Alors que plus de 1 300 amendements ont été déposés par les députés de la commission des lois, LREM a bien fait comprendre aux parlementaires qu’il ne fallait pas modifier la Loi fondamentale à la légère. Sur la soixantaine d’amendements débattus hier soir, aucun n’a d’ailleurs été adopté.

Il en a été ainsi des différentes propositions de chartes constitutionnelles des droits et libertés numériques, soutenues par Paula Forteza (LREM), Delphine Batho (ex-PS) ainsi que les groupes Nouvelle Gauche et La France Insoumise (voir notre comparatif).

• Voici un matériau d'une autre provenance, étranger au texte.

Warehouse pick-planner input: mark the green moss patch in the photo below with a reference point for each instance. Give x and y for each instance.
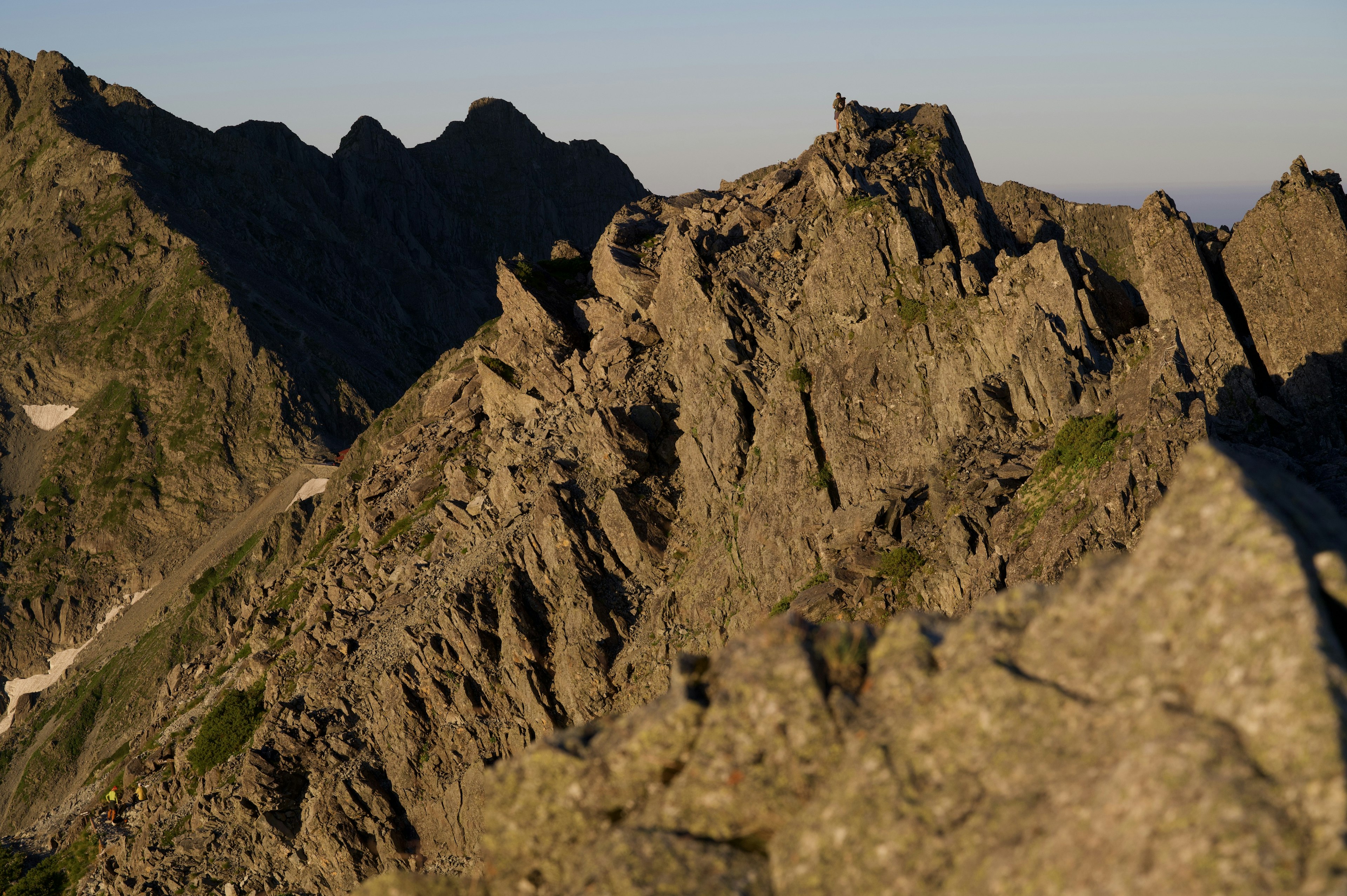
(227, 728)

 » Nous sommes clairement dans un tournant, a pourtant tenté de convaincre Bastien Lachaud (LFI), les yeux rivés sur le scandale Cambridge Analytica et la remise en question, outre-Atlantique, de la neutralité du Net.  » Il est temps aujourd’hui d’affirmer des droits du numérique. C’est une attente de nos citoyens, ce sont des enjeux de notre temps l’a rejoint Paula Forteza.

Delphine Batho a de son côté admis que le contenu des chartes proposées avait vocation à être débattu.  » Mais si déjà un premier acte pouvait être posé ce soir en faveur d’une  » Charte du numérique, ce serait une grande avancée, a-t-elle lancé.